Good Law Project and Coal Action Network have now sent a legal letter to the council and Welsh Ministers asking for a ‘stop notice’ to be issued by 1 August 2023 at the latest.
Legal Manager at Good Law Project, Jennine Walker, said, “It is hard to believe that in the UK today, a company can continue to mine coal illegally – because their planning permission has expired – in broad daylight, for over nine months. Yet this is what is happening now at Ffos-y-Fran, at a huge cost not only to local residents and the local environment but to the whole country because of the high level of greenhouse gas emissions caused in this time of global heating.
“Good Law Project is proud to be working with Coal Action Network, who, thanks to our backing, will now be able to take the local council and Welsh Ministers to court if needed to finally put an end to this illegal mining.”
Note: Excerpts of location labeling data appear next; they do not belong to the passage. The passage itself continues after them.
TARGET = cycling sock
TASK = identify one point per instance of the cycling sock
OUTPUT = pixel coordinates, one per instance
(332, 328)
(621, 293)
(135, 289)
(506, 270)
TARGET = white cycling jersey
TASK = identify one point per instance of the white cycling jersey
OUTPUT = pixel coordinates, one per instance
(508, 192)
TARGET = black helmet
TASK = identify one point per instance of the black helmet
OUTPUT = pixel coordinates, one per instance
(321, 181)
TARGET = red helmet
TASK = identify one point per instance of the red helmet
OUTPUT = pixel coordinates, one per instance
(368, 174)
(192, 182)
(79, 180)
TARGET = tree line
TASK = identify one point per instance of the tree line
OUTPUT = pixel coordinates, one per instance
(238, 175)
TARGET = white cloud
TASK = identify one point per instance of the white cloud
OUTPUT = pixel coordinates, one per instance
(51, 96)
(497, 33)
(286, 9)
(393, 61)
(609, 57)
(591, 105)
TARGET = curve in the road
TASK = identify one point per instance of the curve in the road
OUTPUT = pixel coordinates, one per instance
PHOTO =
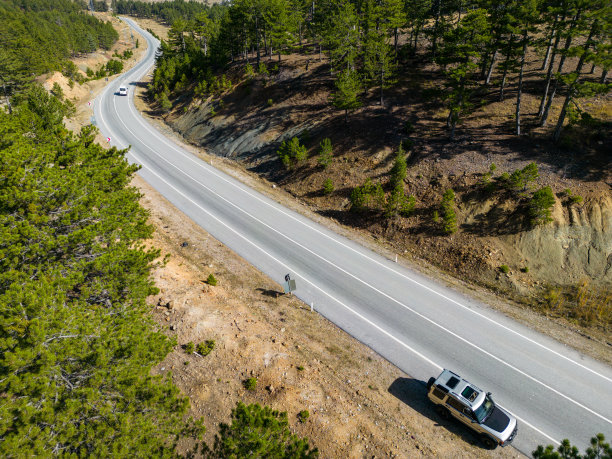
(537, 377)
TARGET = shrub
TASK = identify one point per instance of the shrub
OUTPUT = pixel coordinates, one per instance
(408, 127)
(250, 383)
(211, 280)
(200, 89)
(540, 206)
(303, 415)
(262, 69)
(362, 196)
(572, 198)
(164, 102)
(291, 152)
(206, 347)
(398, 203)
(328, 186)
(113, 67)
(398, 171)
(448, 212)
(226, 83)
(520, 179)
(325, 154)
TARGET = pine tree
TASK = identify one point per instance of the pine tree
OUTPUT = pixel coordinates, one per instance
(398, 171)
(346, 96)
(259, 432)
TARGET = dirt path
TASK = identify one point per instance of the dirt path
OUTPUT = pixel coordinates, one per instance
(359, 404)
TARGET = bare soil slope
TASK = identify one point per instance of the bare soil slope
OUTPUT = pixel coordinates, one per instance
(250, 122)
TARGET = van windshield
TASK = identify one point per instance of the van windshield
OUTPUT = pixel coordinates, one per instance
(484, 410)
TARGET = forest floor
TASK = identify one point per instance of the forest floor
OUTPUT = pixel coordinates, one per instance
(360, 405)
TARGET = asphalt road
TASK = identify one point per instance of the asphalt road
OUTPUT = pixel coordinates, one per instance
(419, 325)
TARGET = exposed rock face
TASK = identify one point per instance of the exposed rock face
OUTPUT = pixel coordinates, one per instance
(576, 246)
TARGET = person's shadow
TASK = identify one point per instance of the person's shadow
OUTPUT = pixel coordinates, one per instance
(413, 393)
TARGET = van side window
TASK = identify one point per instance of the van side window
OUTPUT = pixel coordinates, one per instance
(438, 393)
(455, 404)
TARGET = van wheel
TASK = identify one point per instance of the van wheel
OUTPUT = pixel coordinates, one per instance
(488, 442)
(443, 412)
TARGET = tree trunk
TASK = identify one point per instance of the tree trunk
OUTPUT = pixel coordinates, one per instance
(436, 23)
(503, 83)
(572, 88)
(550, 43)
(520, 85)
(258, 40)
(396, 34)
(8, 100)
(491, 65)
(568, 43)
(549, 75)
(382, 82)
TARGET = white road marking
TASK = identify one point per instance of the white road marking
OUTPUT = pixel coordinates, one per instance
(380, 292)
(372, 260)
(214, 172)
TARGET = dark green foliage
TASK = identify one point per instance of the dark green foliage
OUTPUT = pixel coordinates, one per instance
(328, 186)
(260, 433)
(346, 96)
(366, 195)
(448, 212)
(40, 36)
(397, 203)
(164, 102)
(206, 347)
(113, 67)
(520, 179)
(599, 449)
(77, 337)
(398, 171)
(572, 198)
(250, 383)
(325, 153)
(211, 280)
(292, 152)
(540, 206)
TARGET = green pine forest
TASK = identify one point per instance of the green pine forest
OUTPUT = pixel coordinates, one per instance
(77, 340)
(369, 42)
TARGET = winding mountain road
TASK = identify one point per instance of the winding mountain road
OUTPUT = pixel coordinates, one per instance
(417, 324)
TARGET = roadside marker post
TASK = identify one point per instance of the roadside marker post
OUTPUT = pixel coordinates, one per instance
(289, 285)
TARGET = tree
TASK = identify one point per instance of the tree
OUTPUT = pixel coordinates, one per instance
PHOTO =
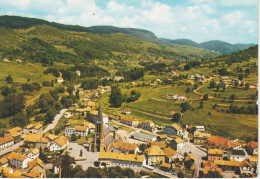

Local residents, Chris and Alyson Austin, said, “The opencast coal mine at Ffos-y-Fran has been an awful neighbour to us across the years, far worse than we expected it to be. The noise and dust for 15-16 hours a day, just 300 metres from our doorstep, was beyond our worst nightmares.
“This mine has been a local and environmental disaster for 16 years; it’s time to bring it to an end for the benefit of us all.
“The latest issues of working without planning consent and beyond the agreed boundary with tacit government approval is just an extension of the way this mine has been worked and supported throughout its existence.”
Daniel from Coal Action Network said, “The Welsh Government has evidence-based, progressive policies to rule out new coal mines and extensions within Wales – but policies are only meaningful to the extent that they are acted upon, something the Welsh Government has spectacularly failed to do for over 10 months.
“If Merthyr Tydfil County Borough Council is refusing to implement Welsh Government policy, then the Welsh Government needs to do so swiftly and decisively by finally bringing Merthyr (South Wales) Ltd to heel with a Stop Notice.”